Left: Horsehead and flame. Right: Jellyfish nebula. Photos by Rob Lyons.
“People talk about God and the glory,” Lyons proffers. “They touch a spiritual note. I call it piercing the veil, because you can only see a few bright constellations of stars from the city, but with the camera you can transcend that and ‘pierce the veil,’ revealing all the hidden mysteries of the universe that lie beyond. When you pierce the veil, it makes you think about why we’re here. Seeing these images makes us ponder our place in the universe.”
Last year, Astronomy magazine published a photo that Lyons took on May 8 of a plasma explosion on the sun. That eruption sent a vast cloud of charged particles hurtling toward Earth, sparking a geomagnetic storm that produced the most intense display of the northern lights in 35 years.
Lyons’s drive for perfection is remarkable. He will shoot 300 to 400 five-minute exposures over four or five nights and then stack the images together to improve the signal-to-noise ratio in order to make one photo. “I take an image of the night sky, and the computer software connected to my telescope and mount can analyze the image, plate-solve it—which identifies the exact coordinates of the area of space in the image—and then the computer can tell the mount to move or ‘slew’ to that exact position.”
He will then run the images through a complex processing routine to refine the image and perfect the colour.

Comet A3. Photo by Rob Lyons.
Hard-core shooters such as Lyons revel in the technical expertise needed to obtain excellent space photos, and they don’t hesitate to buy the latest and most sophisticated gear. Still, he insists, it’s not a hobby that requires a lot of money or know-how for beginners.
The technology and affordability are improving rapidly. For as little as $500, you can buy an all-in-one package that includes a telescope, camera, computer, tracking mount, and filters to block light pollution and allow solar photography. Smart scopes (the ZWO Seestar S50, for example) enable the user to take pictures of nebulae, galaxies, the sun, and the moon right from their smartphone or tablet with no prior astronomy or photography experience.
Meanwhile, Lyons is busy expanding his personal horizons. He is now pursuing an online bachelor of science in astronomical and planetary science at Arizona State University. “It’s all part of a five-year plan. I want to merge my photography, filmmaking, and astronomy together and produce my own content on social media. And I want it to be educational. It will evolve into space news, stories about cool things.”
His photographic output is doubly impressive considering the location of his observatory. Taking photos of the night sky in Vancouver is a perpetual challenge because of the frequent cloud cover and light pollution. To enjoy the full impact of the Milky Way and to recharge his batteries, he books a week’s stay in Tofino each year when there is no moon. “I call it my church. I go down to the beach, and there are so many stars I can’t even find the famous constellations that I’m used to seeing here. It’s a sea of stars. And it just hits you that you are in this majestic place. There is nothing we could build that is as incredible as being underneath a sky like that.

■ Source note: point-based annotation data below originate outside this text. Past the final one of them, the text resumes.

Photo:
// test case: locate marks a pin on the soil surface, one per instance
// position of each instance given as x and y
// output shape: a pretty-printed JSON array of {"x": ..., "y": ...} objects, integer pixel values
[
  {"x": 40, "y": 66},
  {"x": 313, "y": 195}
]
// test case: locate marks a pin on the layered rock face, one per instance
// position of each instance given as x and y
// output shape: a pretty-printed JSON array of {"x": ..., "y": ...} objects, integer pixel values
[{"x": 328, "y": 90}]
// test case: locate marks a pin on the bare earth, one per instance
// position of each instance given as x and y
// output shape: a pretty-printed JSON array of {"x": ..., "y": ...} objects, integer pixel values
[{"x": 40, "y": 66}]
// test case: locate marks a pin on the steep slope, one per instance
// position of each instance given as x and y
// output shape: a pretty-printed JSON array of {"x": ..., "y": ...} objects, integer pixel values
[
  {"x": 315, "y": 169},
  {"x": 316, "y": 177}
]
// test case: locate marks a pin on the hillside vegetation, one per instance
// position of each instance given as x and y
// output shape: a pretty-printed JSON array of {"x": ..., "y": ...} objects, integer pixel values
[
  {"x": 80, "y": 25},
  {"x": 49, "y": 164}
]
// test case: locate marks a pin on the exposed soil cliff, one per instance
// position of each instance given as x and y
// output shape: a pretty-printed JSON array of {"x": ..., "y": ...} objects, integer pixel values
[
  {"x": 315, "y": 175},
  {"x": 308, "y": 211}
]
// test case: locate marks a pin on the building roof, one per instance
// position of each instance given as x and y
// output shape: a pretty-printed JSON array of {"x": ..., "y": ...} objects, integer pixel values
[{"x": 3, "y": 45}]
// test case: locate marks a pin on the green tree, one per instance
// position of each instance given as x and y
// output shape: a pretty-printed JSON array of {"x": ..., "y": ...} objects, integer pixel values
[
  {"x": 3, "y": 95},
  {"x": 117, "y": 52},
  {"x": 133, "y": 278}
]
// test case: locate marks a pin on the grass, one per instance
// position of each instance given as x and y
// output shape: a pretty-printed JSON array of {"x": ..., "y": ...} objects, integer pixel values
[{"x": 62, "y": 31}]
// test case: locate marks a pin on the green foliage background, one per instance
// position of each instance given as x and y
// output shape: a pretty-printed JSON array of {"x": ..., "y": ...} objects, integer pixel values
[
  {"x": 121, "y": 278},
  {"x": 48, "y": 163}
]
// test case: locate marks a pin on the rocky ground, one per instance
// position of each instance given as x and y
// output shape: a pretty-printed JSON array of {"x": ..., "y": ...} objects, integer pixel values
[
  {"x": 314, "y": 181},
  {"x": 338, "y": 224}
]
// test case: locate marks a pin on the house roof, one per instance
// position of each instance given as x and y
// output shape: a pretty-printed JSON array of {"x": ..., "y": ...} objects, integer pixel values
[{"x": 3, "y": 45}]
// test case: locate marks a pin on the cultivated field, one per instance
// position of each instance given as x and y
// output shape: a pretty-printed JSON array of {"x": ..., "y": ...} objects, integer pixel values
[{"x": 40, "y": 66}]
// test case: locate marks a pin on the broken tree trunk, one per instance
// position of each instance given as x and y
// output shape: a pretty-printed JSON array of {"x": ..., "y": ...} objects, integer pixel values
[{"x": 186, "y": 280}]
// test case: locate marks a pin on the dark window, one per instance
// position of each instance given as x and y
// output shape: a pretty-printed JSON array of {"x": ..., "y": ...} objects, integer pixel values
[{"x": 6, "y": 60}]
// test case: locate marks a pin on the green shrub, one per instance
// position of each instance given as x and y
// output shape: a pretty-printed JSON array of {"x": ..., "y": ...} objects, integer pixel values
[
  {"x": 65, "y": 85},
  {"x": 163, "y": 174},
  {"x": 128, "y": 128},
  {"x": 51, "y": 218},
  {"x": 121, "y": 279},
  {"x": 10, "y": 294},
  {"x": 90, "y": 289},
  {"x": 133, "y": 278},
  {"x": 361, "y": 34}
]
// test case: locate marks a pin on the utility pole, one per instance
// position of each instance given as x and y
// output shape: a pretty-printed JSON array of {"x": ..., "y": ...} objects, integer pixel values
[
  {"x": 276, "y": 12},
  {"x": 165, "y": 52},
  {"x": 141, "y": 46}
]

“When you see the Milky Way, it’s a grand design,” he adds. “And you start thinking about grander things. Why we’re here? How we got here? What’s out there?
“Our past is in space. We are made from exploding stars. And our future is probably also in space.”
Ironically, as his new vocation leads him to delve deeper into metaphysical questions and uncharted heavenly vistas, it has also reconnected Lyons with his past. “As a child, I loved science and space. For a long time, I wanted to be an astronaut. In a way, I’m living that childhood dream now.”